OpenACC: Best way to parallelize nested DO loops with data dependency between loops?

I am trying to parallelize the following simple nested DO loop. Compared to serial run on a CPU, the following code when executed on a V100 gpu is not giving me any speed up, despite there is good potential for parallelization in the code/algorithm. Is there a different and better way to parallelize this loop? (the full code is also uploaded as attachment)

compiler: pgfortran
flags:-acc -O3 -ta=tesla:managed -Minfo=accel

Input variables: nblocks = 1, nprims = 5, NI(1) = 300, NJ(1) = 300, NK(1) = 1

Also the variable ā€˜nblā€™ present in the outermost loop is present in the other DO loops, so there is dependency and the outer loop canā€™t be included into the collapse clause. Is there any thing that can be done to exploit the parallelism from the outer loop as well?

Thanks!

Code:

DO nbl = 1,nblocks
!$acc parallel loop collapse(4)
DO n_prim = 1,nprims
DO k = 1, NK(nbl)
DO j = 1, NJ(nbl)
DO i = 1, NI(nbl)
	Px(i,j,k,nbl,n_prim) = i*j + Cx(i,j,k,nbl,1)*Cx(i,j,k,nbl,5) + Cx(i,j,k,nbl,2)
ENDDO
ENDDO
ENDDO
ENDDO
!$acc end parallel loop
ENDDO

Code.zip (1.5 KB)

Is there any thing that can be done to exploit the parallelism from the outer loop as well?

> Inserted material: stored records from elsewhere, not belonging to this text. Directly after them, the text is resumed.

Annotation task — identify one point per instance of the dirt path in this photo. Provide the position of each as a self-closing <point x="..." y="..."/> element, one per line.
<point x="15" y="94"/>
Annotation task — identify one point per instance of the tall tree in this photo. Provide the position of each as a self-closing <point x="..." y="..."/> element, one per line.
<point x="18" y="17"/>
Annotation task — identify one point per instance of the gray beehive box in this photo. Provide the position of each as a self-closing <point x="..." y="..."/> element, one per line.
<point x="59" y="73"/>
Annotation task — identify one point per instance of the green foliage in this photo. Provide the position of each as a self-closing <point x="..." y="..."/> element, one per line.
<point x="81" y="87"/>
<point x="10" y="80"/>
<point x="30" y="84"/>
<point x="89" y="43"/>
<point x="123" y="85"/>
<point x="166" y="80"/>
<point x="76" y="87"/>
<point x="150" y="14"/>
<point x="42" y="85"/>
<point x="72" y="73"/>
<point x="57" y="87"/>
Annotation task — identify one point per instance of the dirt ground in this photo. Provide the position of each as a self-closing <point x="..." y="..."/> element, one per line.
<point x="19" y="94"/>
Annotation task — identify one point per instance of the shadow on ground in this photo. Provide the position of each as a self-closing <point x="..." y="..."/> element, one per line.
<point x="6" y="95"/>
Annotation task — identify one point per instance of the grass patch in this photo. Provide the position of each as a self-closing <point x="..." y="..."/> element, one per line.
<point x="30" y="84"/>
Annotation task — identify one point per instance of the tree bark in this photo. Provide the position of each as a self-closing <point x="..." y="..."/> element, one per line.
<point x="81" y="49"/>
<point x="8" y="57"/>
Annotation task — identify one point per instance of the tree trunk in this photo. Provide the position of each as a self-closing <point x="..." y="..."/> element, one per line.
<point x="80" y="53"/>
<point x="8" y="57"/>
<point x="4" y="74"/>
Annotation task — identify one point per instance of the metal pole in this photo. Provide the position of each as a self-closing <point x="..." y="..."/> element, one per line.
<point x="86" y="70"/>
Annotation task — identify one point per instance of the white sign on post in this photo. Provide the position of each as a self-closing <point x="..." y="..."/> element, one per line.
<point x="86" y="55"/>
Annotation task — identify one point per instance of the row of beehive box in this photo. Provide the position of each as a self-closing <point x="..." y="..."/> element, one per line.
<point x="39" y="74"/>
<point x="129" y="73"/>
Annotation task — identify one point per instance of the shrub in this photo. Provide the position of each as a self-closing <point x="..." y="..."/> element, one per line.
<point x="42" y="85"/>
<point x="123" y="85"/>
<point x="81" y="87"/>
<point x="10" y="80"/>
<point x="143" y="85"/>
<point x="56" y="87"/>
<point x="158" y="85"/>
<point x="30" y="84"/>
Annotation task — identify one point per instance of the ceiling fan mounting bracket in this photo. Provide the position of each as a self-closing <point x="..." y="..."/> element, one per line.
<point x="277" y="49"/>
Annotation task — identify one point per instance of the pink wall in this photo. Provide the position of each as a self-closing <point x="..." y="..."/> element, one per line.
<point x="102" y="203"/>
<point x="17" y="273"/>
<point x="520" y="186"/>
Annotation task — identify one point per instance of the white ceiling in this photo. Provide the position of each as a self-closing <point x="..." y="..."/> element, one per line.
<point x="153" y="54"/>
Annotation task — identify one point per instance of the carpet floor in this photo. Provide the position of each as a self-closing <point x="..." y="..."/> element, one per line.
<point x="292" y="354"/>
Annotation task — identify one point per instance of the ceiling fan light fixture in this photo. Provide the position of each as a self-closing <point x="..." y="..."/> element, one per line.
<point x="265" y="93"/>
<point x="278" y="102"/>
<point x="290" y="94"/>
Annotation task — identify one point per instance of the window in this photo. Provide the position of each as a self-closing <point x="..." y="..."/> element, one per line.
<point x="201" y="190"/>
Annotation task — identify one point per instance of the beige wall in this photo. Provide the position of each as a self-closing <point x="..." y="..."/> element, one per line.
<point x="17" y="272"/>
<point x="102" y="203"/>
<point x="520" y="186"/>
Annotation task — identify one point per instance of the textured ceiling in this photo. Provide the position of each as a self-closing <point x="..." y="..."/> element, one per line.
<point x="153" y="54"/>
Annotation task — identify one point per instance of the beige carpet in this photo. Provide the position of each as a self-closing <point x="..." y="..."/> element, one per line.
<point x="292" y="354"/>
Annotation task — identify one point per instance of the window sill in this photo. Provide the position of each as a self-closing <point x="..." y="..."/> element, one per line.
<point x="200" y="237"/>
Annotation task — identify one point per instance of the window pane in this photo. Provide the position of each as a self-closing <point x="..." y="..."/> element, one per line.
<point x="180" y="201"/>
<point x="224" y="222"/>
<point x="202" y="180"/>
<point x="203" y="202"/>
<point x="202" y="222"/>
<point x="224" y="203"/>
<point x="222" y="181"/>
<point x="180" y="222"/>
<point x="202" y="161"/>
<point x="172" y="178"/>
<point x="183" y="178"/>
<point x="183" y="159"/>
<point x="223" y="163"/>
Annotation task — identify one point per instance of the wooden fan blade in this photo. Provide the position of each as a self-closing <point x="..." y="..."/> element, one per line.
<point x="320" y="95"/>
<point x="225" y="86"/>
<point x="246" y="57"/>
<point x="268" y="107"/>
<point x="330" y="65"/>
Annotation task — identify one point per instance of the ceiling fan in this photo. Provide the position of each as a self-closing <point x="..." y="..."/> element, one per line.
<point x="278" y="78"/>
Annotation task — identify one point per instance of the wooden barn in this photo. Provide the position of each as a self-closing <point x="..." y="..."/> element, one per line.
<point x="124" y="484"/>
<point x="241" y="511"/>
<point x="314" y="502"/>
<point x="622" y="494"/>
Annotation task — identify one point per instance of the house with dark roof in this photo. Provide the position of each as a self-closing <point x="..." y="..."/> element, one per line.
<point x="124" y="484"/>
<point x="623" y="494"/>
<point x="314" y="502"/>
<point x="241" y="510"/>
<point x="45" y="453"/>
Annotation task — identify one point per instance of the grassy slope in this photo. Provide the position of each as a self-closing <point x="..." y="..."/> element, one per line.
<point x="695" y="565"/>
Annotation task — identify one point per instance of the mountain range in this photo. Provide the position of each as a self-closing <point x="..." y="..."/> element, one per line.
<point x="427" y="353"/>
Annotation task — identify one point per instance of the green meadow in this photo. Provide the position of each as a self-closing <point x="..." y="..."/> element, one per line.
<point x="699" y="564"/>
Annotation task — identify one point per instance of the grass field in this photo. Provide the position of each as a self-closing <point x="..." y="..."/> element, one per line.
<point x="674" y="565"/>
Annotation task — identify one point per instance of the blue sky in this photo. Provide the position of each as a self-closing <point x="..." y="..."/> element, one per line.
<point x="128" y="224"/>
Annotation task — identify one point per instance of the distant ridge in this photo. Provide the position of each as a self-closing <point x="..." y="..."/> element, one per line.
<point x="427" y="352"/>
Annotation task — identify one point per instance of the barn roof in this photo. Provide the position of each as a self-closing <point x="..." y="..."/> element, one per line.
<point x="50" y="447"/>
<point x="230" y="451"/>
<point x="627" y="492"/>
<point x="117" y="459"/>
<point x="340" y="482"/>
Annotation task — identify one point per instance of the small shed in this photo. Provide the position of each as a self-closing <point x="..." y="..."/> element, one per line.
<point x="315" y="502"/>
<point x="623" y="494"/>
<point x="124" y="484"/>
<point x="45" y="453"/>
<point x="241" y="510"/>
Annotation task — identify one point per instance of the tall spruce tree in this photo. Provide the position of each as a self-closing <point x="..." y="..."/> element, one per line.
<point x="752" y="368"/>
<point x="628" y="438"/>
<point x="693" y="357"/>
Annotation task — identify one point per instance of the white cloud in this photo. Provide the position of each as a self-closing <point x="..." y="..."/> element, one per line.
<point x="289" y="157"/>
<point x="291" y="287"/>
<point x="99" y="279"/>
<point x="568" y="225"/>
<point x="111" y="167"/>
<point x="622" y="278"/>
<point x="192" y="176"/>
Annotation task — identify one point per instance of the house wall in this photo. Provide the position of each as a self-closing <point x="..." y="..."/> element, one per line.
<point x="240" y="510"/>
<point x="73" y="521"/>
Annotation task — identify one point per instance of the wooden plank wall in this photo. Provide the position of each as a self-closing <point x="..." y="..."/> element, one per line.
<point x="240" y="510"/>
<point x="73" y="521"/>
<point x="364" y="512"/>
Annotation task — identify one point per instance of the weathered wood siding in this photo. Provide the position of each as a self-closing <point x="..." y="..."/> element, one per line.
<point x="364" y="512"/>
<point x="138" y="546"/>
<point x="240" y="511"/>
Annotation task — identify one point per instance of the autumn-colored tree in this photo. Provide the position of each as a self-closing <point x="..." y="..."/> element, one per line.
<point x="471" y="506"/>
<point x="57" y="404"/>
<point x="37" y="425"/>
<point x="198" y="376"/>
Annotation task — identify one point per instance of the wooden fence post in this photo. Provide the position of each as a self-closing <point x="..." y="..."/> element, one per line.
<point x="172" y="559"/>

The dependency is with the array look-ups for the upper bounds of the loops. In order to collapse loops, the iteration count of the loop must be known before entering, but here the count is variable.

Try something like the following and split the parallelism into two levels:

!$acc parallel loop collapse(2)
DO nbl = 1,nblocks
DO n_prim = 1,nprims
!$acc loop collapse(3)
DO k = 1, NK(nbl)
DO j = 1, NJ(nbl)
DO i = 1, NI(nbl)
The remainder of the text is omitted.